I worry a lot these days.

And I over think a lot, too and too bad, I just don't even know how to stop myself from doing so.

From the smallest thing to predicting things in the future, everything kept me in a worried state. I think a lot, but still I couldn't really find a perfect answer to all those questions which kept on spinning in my head.

I don't even know what will happen in another 5 years time.
I don't even know who will eventually leave or stay.
I don't even know if I'll end up being a legal practitioner.
And I don't even know if I'll eventually open up my heart for someone.
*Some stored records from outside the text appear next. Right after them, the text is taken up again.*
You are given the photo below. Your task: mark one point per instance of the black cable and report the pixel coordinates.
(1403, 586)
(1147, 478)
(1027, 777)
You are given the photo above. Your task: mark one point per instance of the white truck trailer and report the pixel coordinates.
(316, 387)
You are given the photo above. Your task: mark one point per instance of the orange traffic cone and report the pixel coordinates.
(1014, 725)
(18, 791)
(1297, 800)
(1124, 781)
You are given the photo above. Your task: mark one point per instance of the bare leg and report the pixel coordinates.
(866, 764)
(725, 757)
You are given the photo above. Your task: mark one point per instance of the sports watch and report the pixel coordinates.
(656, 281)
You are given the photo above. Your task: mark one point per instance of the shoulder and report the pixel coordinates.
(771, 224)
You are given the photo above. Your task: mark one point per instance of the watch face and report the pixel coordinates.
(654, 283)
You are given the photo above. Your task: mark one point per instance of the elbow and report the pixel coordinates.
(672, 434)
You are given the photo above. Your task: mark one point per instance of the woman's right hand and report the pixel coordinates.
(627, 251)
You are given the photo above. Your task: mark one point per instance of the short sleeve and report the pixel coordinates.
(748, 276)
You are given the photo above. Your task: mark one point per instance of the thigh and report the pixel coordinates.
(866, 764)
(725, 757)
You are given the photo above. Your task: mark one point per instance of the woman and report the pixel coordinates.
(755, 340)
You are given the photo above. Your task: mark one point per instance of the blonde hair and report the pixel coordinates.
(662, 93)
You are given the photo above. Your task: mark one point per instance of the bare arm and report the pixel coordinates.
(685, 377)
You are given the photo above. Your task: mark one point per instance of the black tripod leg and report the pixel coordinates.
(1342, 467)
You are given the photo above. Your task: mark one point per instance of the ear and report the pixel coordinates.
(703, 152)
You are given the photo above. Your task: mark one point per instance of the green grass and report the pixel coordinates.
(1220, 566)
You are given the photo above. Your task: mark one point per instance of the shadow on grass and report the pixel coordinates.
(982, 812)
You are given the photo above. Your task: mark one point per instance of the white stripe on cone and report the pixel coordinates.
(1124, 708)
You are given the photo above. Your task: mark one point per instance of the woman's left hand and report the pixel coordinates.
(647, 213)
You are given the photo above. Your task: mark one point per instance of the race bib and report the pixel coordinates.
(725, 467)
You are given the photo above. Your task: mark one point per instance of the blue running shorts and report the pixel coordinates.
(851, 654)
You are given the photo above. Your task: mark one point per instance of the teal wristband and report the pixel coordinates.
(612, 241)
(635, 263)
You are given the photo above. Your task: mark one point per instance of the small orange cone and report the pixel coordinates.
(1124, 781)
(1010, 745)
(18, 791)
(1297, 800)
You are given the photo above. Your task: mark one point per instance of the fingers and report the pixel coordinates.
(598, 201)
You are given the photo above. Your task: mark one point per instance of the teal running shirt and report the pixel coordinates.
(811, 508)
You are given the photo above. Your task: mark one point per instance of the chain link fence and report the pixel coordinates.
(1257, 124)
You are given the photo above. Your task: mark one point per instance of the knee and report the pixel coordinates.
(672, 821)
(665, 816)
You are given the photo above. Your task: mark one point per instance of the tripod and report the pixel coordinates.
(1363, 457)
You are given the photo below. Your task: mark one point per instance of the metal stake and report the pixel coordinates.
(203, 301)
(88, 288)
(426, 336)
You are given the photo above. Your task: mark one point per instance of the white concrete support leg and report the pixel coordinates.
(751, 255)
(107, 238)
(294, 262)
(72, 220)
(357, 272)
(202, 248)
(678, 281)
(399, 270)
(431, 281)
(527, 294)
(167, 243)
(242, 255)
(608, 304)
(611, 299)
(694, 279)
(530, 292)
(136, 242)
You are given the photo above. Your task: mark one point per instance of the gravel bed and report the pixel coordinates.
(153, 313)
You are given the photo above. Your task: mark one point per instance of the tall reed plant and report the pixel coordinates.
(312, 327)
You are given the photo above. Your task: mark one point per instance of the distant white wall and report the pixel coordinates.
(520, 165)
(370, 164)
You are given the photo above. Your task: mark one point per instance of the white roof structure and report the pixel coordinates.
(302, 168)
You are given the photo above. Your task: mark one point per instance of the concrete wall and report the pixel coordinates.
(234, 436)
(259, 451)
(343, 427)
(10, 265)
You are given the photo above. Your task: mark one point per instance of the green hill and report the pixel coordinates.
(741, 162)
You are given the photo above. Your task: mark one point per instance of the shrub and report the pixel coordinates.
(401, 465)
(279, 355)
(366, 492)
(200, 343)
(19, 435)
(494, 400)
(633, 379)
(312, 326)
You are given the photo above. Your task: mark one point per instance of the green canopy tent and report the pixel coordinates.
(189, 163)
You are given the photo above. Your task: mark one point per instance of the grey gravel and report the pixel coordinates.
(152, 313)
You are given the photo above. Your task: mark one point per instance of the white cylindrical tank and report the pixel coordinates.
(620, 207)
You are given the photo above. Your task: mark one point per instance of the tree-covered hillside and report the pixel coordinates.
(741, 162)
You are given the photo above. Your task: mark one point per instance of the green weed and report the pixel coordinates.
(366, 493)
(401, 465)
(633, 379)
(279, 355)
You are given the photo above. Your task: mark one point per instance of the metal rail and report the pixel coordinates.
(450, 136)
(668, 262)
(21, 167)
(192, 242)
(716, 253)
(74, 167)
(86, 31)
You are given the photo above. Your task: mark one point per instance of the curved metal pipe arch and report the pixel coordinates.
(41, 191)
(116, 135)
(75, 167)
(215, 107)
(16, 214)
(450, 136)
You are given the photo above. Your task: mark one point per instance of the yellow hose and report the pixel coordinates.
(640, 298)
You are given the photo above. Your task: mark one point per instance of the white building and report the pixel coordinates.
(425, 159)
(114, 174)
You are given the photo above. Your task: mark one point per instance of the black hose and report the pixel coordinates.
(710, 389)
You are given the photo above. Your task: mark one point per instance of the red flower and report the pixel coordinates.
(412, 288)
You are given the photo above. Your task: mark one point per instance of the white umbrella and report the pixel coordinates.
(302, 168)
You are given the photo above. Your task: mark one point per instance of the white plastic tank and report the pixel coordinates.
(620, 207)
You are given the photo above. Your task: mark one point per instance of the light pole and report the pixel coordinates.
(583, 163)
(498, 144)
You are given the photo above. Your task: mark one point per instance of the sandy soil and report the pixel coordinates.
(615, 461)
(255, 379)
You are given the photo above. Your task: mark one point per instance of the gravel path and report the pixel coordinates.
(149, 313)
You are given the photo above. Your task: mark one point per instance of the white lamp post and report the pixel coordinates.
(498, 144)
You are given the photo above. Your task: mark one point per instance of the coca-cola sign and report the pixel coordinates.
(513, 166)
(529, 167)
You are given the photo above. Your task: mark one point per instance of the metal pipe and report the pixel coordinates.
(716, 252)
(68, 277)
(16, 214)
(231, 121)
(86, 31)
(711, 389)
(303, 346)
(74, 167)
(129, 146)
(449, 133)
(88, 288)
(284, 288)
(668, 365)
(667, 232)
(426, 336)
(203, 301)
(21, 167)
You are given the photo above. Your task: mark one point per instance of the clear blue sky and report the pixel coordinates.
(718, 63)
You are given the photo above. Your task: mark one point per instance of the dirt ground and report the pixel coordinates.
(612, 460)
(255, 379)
I worry, what if I eventually give up one day?
What if I die before I could actually repent?
What if my deeds are insufficient to allow me reside in Jannah?
What if one day I'll get too attached to someone and could never let go?
What if I die before I could actually make my parents proud and happy?

What if?

But sometimes,
I'm just too tired.

Too tired to think.
To tired to even care about anything.

 I am ignorant. I don't really care.
I am unfriendly, I keep my circle small so that I won't get hurt or I won't hurt anyone. 
I am reckless that I tend to commit the same mistake.
I sometimes negligently forget things. And sometimes it's sad how I commit sin without remembering Allah is watching, so does His angels.
I've been holding on to the past so much to the extent that I couldn't even open up my heart to anyone else. 
And to be exact, I've been living in my comfort zone for so long and I'm just too scared to get out of the box.

Life is full of challenges. 
But verily, in hardship comes ease, right?